On Stability and Isotropization of Kasner Solution in $R^{2}$ Gravity
Dmitri Pogosyan, Akash Kav
TL;DR
This work analyzes the stability of Kasner-like anisotropic expansion in vacuum $R^{2}$ gravity within Kantowski–Sachs geometry. By formulating a four-dimensional dynamical system in anisotropic variables and performing numerical evolutions of near-Kasner initial data, the authors uncover a bifurcation line that separates collapsing and isotropizing outcomes, with isotropization potentially accompanied by a Starobinsky-like slow-roll inflation. The findings show that forward-in-time Kasner expansion is generically unstable; sufficiently strong perturbations lead to isotropization and a finite inflationary period, while weaker perturbations yield a smooth dust-like expansion. These results imply that higher-curvature corrections can drive isotropization and, under suitable conditions, realize inflation in a vacuum cosmology, clarifying the role of initial anisotropy in early-universe dynamics.
Abstract
The fate of the Universe that initially expands anisotropically in the theory with $R^{2}$ quantum-gravitational term in the Lagrangian is investigated.

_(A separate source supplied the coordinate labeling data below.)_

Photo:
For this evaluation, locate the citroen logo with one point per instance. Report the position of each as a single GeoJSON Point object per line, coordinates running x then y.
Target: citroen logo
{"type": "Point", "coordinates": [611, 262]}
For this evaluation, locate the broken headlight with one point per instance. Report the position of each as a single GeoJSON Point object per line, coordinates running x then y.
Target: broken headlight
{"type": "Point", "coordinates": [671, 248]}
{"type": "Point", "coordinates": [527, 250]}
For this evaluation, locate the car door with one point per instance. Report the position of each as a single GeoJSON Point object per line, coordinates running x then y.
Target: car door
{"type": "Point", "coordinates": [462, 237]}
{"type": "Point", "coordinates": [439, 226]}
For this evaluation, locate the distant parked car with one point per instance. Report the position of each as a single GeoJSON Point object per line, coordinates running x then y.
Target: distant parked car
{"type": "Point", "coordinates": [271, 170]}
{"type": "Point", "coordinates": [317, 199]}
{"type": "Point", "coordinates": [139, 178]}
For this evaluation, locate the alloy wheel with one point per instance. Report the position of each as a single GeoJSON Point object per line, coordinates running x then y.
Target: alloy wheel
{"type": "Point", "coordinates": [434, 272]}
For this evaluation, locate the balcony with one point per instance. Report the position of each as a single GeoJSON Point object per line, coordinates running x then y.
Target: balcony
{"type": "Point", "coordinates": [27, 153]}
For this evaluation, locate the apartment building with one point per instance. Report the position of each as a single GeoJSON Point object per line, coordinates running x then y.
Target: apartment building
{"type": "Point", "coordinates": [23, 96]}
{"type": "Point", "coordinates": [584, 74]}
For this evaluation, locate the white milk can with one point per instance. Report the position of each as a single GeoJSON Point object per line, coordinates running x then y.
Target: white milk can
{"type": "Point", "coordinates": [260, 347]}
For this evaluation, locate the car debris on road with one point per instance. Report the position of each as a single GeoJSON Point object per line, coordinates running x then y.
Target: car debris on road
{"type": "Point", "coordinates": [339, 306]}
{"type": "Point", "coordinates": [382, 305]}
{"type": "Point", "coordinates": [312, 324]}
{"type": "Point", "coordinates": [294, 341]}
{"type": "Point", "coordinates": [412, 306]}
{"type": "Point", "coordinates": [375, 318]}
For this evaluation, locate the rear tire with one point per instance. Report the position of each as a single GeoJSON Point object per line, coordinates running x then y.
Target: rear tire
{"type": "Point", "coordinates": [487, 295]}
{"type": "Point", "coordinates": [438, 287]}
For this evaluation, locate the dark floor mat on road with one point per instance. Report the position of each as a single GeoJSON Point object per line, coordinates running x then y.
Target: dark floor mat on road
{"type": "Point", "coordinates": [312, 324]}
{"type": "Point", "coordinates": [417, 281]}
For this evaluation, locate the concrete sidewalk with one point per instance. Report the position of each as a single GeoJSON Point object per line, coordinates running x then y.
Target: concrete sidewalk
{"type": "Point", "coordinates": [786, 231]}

The stability of Kasner-like expansion, specifically in the class of Kantowski-Sachs spacetimes, is analyzed. Kasner solutions are found to be unstable, with the bifurcation line between the initial conditions that lead to collapsing universes and the ones that set the universe for continuing expansion that becomes isotropic, established analytically. Under suitable conditions, the isotropized spacetime enters the intermediate slow-rolling inflationary stage similar to Starobinsky inflation.